What the verification gate caught
The contractor's license was being misrepresented on every directory listing without the owner knowing. Caught and corrected before any Marketta copy repeated it. The GBP categories would have sent the wrong signals to Google for months. Caught and corrected before setup.
RUN 05 — CARBON COUNTY GARAGE DOOR
35/100
35 years. Seven straight Reader's Choice wins. Invisible on the site they had.
A family-owned garage door company, 35 years in business, with seven consecutive years of regional Reader's Choice wins. The existing site was a frozen seven-page builder template — roughly 600 words total, no ability to create custom URLs for services or locations. The award wins were not mentioned anywhere on it.
What the run built
- The award became the centerpiece of the brand — not a badge in a footer. The story: seven years running, in a county where word of mouth is everything, the same company keeps winning.
- 34 routes deployed. Seven service pages. Eleven location pages for Carbon County and surrounding towns. Four full blog posts.
- The scroll centerpiece: a worn, dented white garage door that rolls up as you scroll. Under it — revealed — a brand-new mahogany carriage door on the same house. At the midpoint of the reveal, a real customer quote appears: a homeowner who replaced three white utility doors with three mahogany carriage doors. The centerpiece is tied to her actual words.
- Entity cleanup: directories had been listing an old corporate entity instead of the current LLC, leaving NAP inconsistent across listings. Corrected.
Claims firewall in the built HTML
No license number, no “licensed and insured” language, no specific review count appeared in the shipped site. All of those were gated pending owner confirmation, and none made it into the build.
RUN 04 — POCONOS ROOFING
34/100
The certification on the site didn't match what the manufacturer listed.
A roofing contractor with an active website and a listed manufacturer certification. The site named a specific certification tier — the highest available — as a trust signal.
What the run built
- Cross-referencing the live manufacturer contractor directory: the actual certification tier was one level lower than what the site claimed. Not a fabrication — likely a misunderstanding of certification levels, or an old claim never updated after a tier change. Either way, the site was stating something the manufacturer's own records didn't support.

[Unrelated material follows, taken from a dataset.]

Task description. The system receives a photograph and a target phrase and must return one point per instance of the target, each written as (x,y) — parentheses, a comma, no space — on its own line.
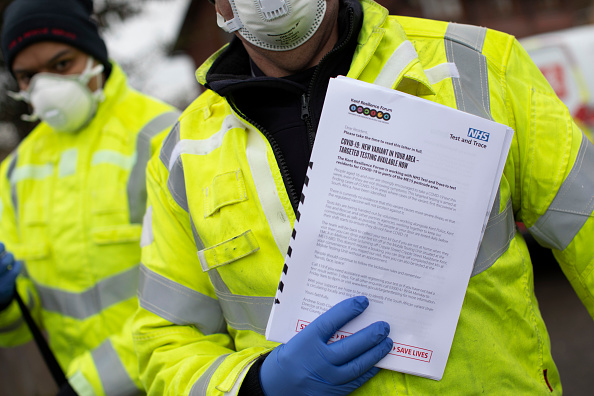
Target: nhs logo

- That is a credibility problem if a customer checks. It is a legal exposure problem if a competitor notices.
- The claim was flagged before any Marketta copy repeated it. The corrected framing was used instead.
Four gates before anything goes live.
The cases above include five separate catches that had nothing to do with building something new — they were about finding what was already wrong.
- A GBP address pointing to the wrong town for years
- A CSS token collision that meant brand colors never compiled correctly
- Structured data on four blog posts that silently never rendered
- A contractor's credentials that looked expired on every directory (they weren't)
- A certification claim that didn't match the manufacturer's own records
None of these would have been found by a website builder, a freelancer on deadline, or an AI tool that starts from “what would you like your site to say?” They were found because the pipeline checks facts before it publishes them.
207 confirmed issues caught and fixed across two full adversarial QA runs.